08.08.2013
![Obrazek](http://www.bieganie.pl/img/blogi/blog_kontuzjam.png)
Dzień: 13 - Ostatni dzień.
50x Długość basenu - 1250m
Czas:
41min -
Żabka z łbem nad wodą.
I nic więcej (Oprócz pracy fizycznej)
------------------------------
Piszę to o 22:00. Jest ciemno. Mamy 32°C. Siedzę na fotelu i się pocę
Robota w tych temperaturach i w takim palącym słońcu w przeciągu ostatnich dwóch dni uderzyła we mnie tak mocno, że chodziłem półprzytomny przez cały dzień. Na szczęście jutro ma przyjść (ponoć) do Warszawy ochłodzenie. Liczę na nie. Przez ten żar trochę się spiekłem, to plus.
Podsumujmy tą kontuzję:
Z jednej strony trzeba powiedzieć, że ta kontuzja pojawiła się w dość pechowym momeńcie, a to z racji bycia zaledwie 2 tygodnie w mocniejszym treningu i to po okresie tygodniowego -
nazwijmy to - "wystudzenia", ale z drugiej strony... Co tu dużo gadać. Szczerze się cieszę, że nie musiałem katować organizmu w tych 3X°C, oraz że nie musiałem szukać jakichś -
wg mnie trochę śmiesznych - uracjonalnień typu "Przyzwyczajam organizm do upałów". A jeżeli komuś wypadło robić w przeciągu tych kilku dni jakiś dłuższy trening o wyższej intensywności, to naprawdę nie zazdroszczę
Przez ten okres skupiłem się głównie na ćwiczeniach wykonywanych w domu, które byłem w stanie uciągnąć na wyprostowanych plecach. Pracowałem nad dolnymi partiami brzucha, klatką oraz plecami. Zdołałem nawet trochę "wymasterować" się w pompkach
![ehh :lalala:](./images/smilies/icon_rolleyes.gif)
Jeszcze z 3 miesiące temu miałbym problem ze zrobieniem "luźno" choćby jednej, 20 powtórzeniowej serii pompek, a dziś muszę wydłużać, albo zwiększać ilość serii. I jak kiedyś pod koniec pierwszej serii już mną telepało, tak teraz cisnę 5x20/4x25 jak zły. Byłem naprawdę bardzo zapuszczony pod tym względem. Wielkim plusem jest to, że dzięki temu nie mam już wklęsłej klaty
![hej :hejhej:](./images/smilies/icon_e_biggrin.gif)

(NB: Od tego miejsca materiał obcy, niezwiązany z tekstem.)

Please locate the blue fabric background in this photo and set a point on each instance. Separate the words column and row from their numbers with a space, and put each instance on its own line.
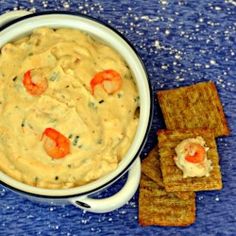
column 181, row 42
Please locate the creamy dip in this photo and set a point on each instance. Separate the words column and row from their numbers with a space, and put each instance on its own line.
column 191, row 157
column 100, row 126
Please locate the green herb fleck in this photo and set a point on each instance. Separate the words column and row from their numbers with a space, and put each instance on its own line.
column 76, row 139
column 92, row 105
column 136, row 99
column 99, row 141
column 54, row 76
column 137, row 113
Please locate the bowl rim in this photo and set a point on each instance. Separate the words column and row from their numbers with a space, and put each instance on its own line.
column 150, row 118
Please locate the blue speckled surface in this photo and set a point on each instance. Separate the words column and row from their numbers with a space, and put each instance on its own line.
column 180, row 42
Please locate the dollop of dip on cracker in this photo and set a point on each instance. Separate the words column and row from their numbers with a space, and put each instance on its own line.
column 191, row 157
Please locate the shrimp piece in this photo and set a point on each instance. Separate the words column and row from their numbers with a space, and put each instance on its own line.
column 35, row 85
column 56, row 144
column 109, row 79
column 195, row 153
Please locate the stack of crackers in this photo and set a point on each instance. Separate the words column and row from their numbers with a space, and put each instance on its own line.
column 165, row 197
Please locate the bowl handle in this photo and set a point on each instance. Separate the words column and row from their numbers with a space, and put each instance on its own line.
column 12, row 15
column 118, row 199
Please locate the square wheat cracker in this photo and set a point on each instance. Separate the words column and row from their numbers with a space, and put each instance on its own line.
column 157, row 207
column 172, row 175
column 195, row 106
column 151, row 168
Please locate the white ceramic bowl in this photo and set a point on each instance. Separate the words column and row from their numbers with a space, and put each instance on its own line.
column 13, row 26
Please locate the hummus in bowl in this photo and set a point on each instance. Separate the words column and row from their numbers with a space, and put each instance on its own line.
column 75, row 105
column 47, row 84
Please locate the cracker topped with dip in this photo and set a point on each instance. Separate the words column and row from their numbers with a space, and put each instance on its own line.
column 58, row 90
column 186, row 158
column 174, row 178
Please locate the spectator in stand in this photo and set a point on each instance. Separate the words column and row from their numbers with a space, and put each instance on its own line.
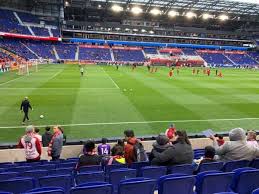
column 209, row 156
column 117, row 156
column 170, row 132
column 36, row 134
column 220, row 139
column 89, row 157
column 129, row 147
column 162, row 143
column 104, row 148
column 56, row 143
column 251, row 139
column 180, row 153
column 46, row 137
column 237, row 148
column 31, row 145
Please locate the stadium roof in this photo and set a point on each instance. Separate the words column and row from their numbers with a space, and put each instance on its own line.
column 239, row 7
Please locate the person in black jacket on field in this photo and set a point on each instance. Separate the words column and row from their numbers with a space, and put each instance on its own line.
column 46, row 137
column 25, row 106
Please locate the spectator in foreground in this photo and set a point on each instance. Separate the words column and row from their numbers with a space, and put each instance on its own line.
column 161, row 144
column 36, row 133
column 89, row 157
column 180, row 153
column 56, row 143
column 46, row 137
column 237, row 148
column 31, row 145
column 104, row 148
column 251, row 139
column 129, row 147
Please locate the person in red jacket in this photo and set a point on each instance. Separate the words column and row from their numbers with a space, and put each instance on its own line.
column 31, row 145
column 129, row 152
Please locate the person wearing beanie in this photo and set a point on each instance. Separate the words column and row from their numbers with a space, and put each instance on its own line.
column 179, row 153
column 237, row 148
column 31, row 145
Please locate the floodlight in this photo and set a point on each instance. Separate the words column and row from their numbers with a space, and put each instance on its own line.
column 223, row 17
column 136, row 10
column 173, row 13
column 206, row 16
column 155, row 11
column 190, row 15
column 117, row 8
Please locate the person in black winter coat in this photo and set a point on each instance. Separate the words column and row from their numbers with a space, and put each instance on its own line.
column 180, row 153
column 25, row 106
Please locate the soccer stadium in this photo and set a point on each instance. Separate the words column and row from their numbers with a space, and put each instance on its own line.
column 129, row 97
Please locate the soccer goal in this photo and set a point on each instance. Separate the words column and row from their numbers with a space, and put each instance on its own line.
column 27, row 67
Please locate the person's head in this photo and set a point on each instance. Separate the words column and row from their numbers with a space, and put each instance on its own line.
column 117, row 151
column 162, row 139
column 120, row 142
column 29, row 129
column 89, row 146
column 56, row 128
column 129, row 134
column 104, row 140
column 209, row 152
column 251, row 135
column 237, row 134
column 36, row 130
column 47, row 128
column 181, row 137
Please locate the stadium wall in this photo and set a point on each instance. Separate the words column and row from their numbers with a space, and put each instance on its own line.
column 15, row 155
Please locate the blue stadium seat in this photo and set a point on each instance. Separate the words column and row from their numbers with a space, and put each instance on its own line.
column 64, row 181
column 153, row 172
column 138, row 166
column 89, row 177
column 90, row 168
column 117, row 175
column 93, row 189
column 246, row 181
column 176, row 184
column 45, row 167
column 46, row 190
column 34, row 173
column 67, row 165
column 109, row 168
column 19, row 169
column 144, row 186
column 232, row 165
column 61, row 171
column 210, row 182
column 185, row 169
column 255, row 163
column 17, row 185
column 8, row 175
column 210, row 166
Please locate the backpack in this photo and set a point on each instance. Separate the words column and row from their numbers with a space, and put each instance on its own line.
column 140, row 153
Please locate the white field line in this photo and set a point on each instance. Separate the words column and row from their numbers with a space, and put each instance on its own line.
column 134, row 122
column 58, row 88
column 11, row 80
column 116, row 85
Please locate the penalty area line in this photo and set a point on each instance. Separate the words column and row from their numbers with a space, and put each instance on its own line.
column 133, row 122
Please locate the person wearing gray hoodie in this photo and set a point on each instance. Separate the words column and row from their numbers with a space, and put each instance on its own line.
column 237, row 148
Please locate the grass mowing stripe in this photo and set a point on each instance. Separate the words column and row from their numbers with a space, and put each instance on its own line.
column 136, row 122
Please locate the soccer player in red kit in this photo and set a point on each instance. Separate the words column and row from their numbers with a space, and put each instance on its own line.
column 208, row 72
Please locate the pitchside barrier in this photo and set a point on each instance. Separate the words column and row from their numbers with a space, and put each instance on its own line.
column 69, row 151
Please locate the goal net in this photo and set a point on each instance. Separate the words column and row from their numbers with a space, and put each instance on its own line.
column 27, row 67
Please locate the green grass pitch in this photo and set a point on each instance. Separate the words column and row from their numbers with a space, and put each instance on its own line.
column 105, row 101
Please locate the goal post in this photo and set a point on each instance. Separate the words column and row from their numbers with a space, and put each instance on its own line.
column 27, row 67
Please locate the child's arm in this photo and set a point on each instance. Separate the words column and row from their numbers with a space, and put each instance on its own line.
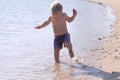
column 70, row 19
column 44, row 24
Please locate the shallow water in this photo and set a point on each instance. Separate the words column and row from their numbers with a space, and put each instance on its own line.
column 27, row 54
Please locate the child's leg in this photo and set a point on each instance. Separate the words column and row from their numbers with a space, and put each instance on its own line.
column 56, row 54
column 69, row 46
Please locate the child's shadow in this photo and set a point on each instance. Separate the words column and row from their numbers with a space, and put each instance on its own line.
column 94, row 72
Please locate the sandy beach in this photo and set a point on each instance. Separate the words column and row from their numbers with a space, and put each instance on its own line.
column 26, row 55
column 109, row 50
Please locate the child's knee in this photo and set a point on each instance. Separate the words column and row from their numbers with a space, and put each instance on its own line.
column 69, row 46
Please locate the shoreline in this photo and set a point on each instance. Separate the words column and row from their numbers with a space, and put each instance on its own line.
column 109, row 50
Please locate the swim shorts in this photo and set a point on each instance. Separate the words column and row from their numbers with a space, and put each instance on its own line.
column 60, row 40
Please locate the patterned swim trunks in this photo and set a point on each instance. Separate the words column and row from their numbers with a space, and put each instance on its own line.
column 60, row 40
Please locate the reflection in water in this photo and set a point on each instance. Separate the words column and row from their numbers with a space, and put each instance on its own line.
column 82, row 72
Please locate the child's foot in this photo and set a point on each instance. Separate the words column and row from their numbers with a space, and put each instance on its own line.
column 75, row 59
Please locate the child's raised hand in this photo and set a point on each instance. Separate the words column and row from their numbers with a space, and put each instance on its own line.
column 74, row 12
column 37, row 27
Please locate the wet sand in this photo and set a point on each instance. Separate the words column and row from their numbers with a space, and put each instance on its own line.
column 107, row 55
column 101, row 63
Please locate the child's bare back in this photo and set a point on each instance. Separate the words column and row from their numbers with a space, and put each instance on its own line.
column 62, row 36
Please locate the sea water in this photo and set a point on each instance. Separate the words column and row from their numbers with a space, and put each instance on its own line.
column 27, row 54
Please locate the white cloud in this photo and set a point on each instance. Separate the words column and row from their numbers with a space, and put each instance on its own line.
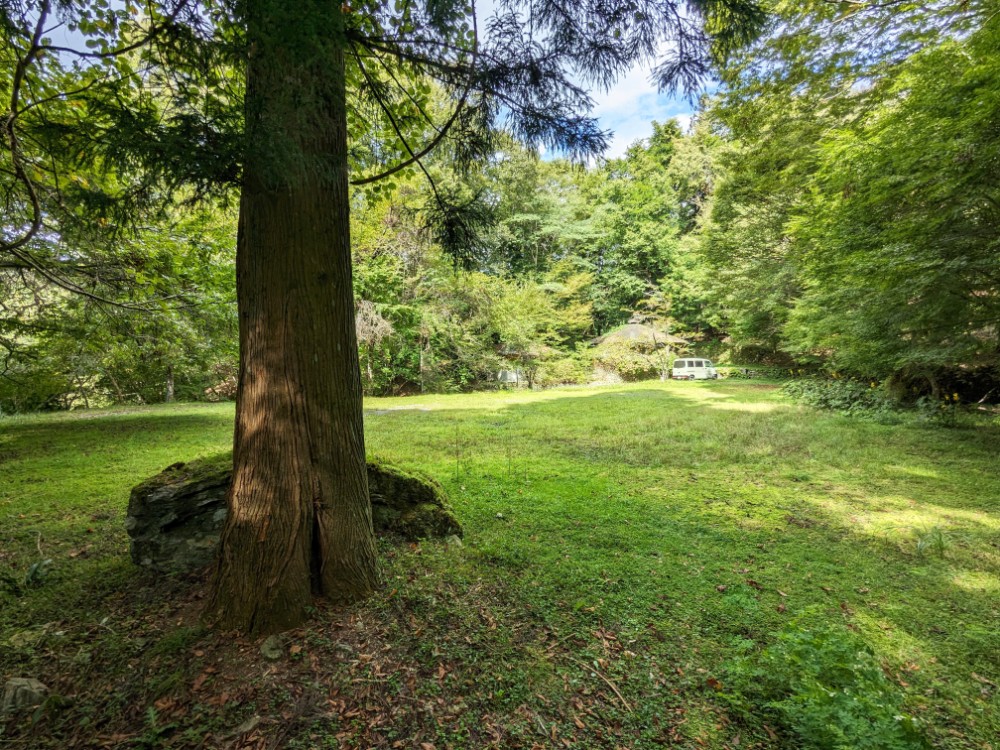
column 630, row 106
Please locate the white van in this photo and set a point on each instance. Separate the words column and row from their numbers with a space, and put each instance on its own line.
column 694, row 368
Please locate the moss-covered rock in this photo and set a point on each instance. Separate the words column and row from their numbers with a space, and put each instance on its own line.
column 175, row 518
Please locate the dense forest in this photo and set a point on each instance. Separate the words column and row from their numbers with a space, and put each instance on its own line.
column 832, row 208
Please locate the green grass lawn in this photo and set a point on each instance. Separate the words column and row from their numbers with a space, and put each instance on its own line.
column 659, row 564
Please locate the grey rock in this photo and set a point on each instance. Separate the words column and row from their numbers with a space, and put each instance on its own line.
column 20, row 693
column 175, row 518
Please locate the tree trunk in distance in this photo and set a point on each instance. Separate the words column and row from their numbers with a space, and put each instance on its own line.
column 168, row 396
column 299, row 518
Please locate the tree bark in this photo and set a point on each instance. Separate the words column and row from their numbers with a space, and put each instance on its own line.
column 299, row 520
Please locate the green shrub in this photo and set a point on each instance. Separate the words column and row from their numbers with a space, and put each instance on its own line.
column 563, row 371
column 824, row 686
column 631, row 363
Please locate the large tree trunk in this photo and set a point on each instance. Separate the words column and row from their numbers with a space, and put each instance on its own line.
column 299, row 518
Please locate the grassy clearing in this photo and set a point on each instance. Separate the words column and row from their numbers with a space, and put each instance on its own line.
column 627, row 549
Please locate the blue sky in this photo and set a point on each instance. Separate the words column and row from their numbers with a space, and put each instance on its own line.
column 630, row 107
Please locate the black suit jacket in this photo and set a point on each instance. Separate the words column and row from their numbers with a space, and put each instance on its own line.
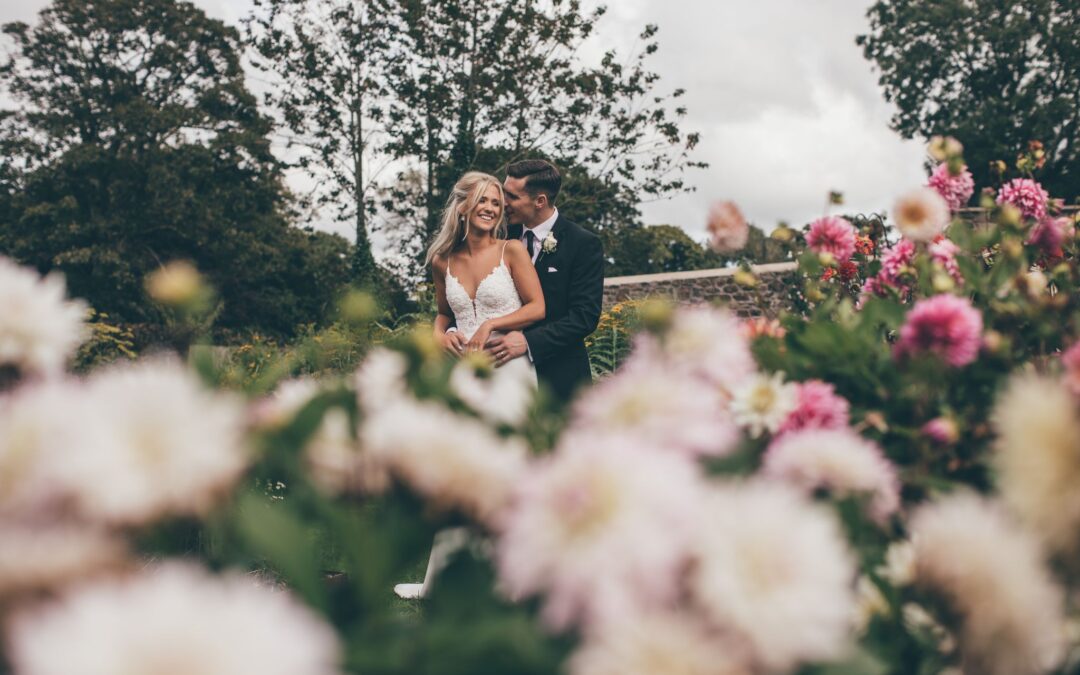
column 571, row 278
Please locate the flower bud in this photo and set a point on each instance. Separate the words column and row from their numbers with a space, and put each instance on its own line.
column 942, row 282
column 1035, row 283
column 1012, row 247
column 782, row 232
column 656, row 314
column 177, row 284
column 994, row 342
column 745, row 278
column 1010, row 215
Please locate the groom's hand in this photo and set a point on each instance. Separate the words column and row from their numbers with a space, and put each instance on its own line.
column 507, row 347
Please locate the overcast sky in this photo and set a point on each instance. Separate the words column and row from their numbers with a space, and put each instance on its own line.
column 786, row 106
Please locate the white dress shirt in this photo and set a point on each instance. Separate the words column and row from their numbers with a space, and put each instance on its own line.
column 541, row 231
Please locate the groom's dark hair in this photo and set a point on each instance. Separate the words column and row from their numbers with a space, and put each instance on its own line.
column 540, row 176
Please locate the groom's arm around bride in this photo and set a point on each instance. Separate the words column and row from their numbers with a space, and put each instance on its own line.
column 569, row 261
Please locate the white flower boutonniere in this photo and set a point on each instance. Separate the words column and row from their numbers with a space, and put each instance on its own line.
column 549, row 243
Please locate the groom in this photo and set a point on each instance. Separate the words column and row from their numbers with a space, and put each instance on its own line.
column 569, row 261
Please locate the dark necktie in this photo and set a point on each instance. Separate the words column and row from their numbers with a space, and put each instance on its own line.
column 530, row 240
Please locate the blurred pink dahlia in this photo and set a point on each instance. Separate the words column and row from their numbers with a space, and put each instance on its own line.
column 893, row 261
column 819, row 407
column 943, row 252
column 1027, row 196
column 1071, row 362
column 945, row 325
column 727, row 227
column 833, row 234
column 956, row 189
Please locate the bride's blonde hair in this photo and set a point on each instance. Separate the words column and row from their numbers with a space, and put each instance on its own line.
column 459, row 206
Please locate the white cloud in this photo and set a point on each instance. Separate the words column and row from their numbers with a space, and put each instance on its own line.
column 785, row 103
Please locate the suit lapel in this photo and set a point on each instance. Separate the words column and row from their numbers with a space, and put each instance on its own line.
column 556, row 231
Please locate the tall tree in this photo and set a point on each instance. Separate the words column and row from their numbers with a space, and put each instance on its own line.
column 995, row 73
column 327, row 57
column 485, row 79
column 136, row 142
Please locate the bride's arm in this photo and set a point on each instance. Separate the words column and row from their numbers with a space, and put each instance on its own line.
column 453, row 342
column 528, row 288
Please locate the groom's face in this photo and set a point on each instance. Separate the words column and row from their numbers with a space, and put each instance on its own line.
column 521, row 207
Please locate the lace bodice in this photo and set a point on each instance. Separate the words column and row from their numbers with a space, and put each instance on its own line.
column 496, row 296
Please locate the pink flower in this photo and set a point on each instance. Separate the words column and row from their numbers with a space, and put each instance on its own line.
column 832, row 234
column 727, row 227
column 655, row 403
column 1050, row 233
column 894, row 259
column 944, row 325
column 603, row 528
column 819, row 407
column 943, row 252
column 893, row 262
column 957, row 189
column 1025, row 194
column 1071, row 362
column 838, row 460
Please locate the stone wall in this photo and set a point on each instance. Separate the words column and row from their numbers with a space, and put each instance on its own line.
column 770, row 296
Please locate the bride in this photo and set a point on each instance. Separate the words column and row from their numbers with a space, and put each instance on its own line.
column 485, row 286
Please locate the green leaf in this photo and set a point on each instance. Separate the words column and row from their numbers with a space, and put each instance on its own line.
column 277, row 534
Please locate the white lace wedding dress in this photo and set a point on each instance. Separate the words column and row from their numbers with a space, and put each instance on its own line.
column 496, row 296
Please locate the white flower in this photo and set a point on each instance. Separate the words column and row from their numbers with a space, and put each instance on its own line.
column 380, row 378
column 661, row 407
column 921, row 214
column 174, row 619
column 727, row 227
column 502, row 396
column 1037, row 460
column 991, row 576
column 550, row 243
column 35, row 449
column 702, row 341
column 839, row 460
column 601, row 528
column 454, row 460
column 763, row 403
column 40, row 329
column 773, row 568
column 172, row 446
column 656, row 644
column 36, row 557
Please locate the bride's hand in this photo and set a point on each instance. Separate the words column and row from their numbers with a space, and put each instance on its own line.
column 453, row 342
column 480, row 338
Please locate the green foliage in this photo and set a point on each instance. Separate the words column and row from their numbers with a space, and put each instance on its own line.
column 609, row 345
column 107, row 343
column 441, row 89
column 994, row 75
column 135, row 156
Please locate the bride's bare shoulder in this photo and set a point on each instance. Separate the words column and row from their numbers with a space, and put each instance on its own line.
column 439, row 264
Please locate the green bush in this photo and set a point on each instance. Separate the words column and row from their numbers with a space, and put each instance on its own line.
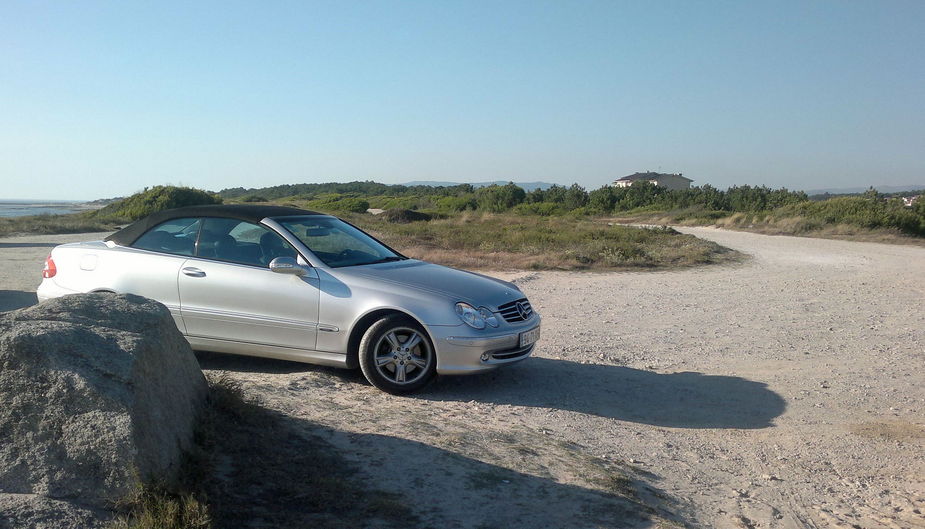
column 339, row 203
column 152, row 200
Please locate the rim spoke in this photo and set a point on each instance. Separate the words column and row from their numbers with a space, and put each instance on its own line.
column 413, row 341
column 384, row 360
column 419, row 361
column 393, row 341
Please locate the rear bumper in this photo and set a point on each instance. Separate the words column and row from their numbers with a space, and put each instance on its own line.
column 462, row 350
column 49, row 289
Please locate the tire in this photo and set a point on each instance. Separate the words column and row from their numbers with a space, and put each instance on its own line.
column 389, row 364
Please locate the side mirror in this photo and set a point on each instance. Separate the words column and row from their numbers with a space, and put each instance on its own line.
column 287, row 265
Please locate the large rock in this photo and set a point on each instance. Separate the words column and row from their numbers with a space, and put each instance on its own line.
column 97, row 392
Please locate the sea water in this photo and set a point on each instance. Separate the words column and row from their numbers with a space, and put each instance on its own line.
column 22, row 208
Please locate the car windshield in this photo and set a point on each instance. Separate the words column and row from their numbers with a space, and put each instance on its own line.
column 337, row 243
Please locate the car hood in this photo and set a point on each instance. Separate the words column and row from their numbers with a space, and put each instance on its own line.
column 453, row 284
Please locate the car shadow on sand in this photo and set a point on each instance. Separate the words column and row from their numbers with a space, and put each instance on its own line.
column 677, row 400
column 16, row 299
column 286, row 471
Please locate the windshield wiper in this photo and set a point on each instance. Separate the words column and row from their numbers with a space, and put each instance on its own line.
column 388, row 259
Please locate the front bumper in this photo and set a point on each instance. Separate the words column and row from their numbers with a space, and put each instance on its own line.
column 462, row 350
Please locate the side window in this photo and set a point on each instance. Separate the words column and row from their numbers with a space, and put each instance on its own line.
column 177, row 236
column 241, row 242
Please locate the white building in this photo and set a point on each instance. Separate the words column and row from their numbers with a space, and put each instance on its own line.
column 670, row 181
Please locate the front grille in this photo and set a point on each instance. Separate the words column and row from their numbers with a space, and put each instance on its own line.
column 511, row 312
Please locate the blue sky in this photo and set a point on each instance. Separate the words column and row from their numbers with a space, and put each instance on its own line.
column 100, row 99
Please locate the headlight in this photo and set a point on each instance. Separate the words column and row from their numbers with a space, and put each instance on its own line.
column 475, row 318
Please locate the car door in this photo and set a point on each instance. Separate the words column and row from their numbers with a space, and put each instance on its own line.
column 151, row 265
column 227, row 291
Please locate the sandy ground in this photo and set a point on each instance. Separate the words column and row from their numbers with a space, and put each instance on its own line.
column 784, row 392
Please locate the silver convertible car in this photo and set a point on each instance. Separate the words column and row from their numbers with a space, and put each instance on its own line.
column 298, row 285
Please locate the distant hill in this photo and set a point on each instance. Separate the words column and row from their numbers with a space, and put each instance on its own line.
column 527, row 186
column 856, row 190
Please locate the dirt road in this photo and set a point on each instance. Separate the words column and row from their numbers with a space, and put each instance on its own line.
column 784, row 392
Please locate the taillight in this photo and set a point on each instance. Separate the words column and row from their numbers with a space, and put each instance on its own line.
column 50, row 270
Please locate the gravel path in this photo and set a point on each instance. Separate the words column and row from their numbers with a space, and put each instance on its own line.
column 786, row 391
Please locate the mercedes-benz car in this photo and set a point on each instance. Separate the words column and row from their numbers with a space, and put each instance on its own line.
column 297, row 285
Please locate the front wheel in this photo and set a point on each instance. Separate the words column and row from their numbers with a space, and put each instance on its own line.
column 396, row 355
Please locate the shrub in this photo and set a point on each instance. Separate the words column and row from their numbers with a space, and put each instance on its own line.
column 403, row 216
column 152, row 200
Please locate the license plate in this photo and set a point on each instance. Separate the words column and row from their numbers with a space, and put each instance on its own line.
column 529, row 337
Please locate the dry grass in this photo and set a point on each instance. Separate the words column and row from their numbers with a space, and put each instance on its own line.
column 506, row 241
column 251, row 463
column 770, row 224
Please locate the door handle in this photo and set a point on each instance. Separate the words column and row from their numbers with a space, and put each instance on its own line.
column 193, row 272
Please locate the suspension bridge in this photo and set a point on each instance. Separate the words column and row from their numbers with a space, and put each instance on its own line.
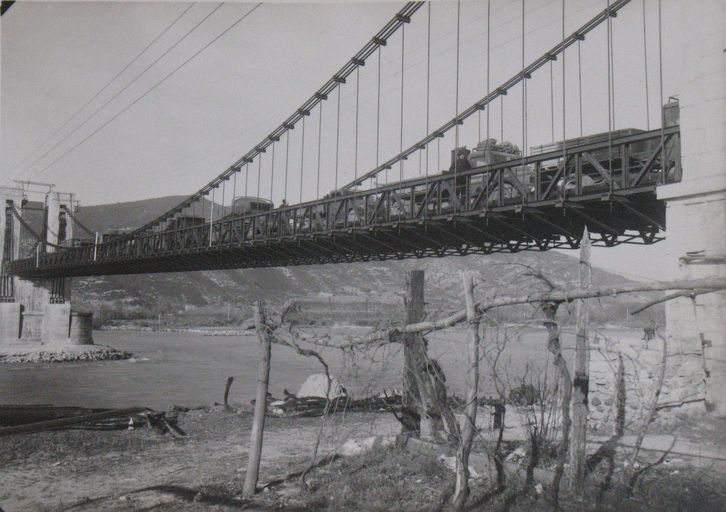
column 364, row 201
column 497, row 197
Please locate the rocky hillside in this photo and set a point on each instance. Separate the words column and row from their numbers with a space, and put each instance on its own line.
column 230, row 292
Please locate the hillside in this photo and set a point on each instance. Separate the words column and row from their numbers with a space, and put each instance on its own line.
column 230, row 293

Wiadomo, nadal jest licho-śmiesznie, ale wg mnie to wygląda dużo lepiej
Był też basen... Optymalnie byłoby chociaż raz w tygodniu się na taki basen wybierać. Nie chodzi nawet o traktowanie tego jako jakiś trening, a o konserwację kręgosłupa.
Jestem dobrej myśli i mam nadzieję, że te kilkanaście dni nie odbiją się na mnie jakoś szczególnie negatywnie.
Na początku miałem solidnego stracha z tymi plecami. Jak słyszałem, że ktoś ma jakiś poważniejszy problem z plecami, to zazwyczaj wiązało się to z wykluczeniem na srogi okres czasu.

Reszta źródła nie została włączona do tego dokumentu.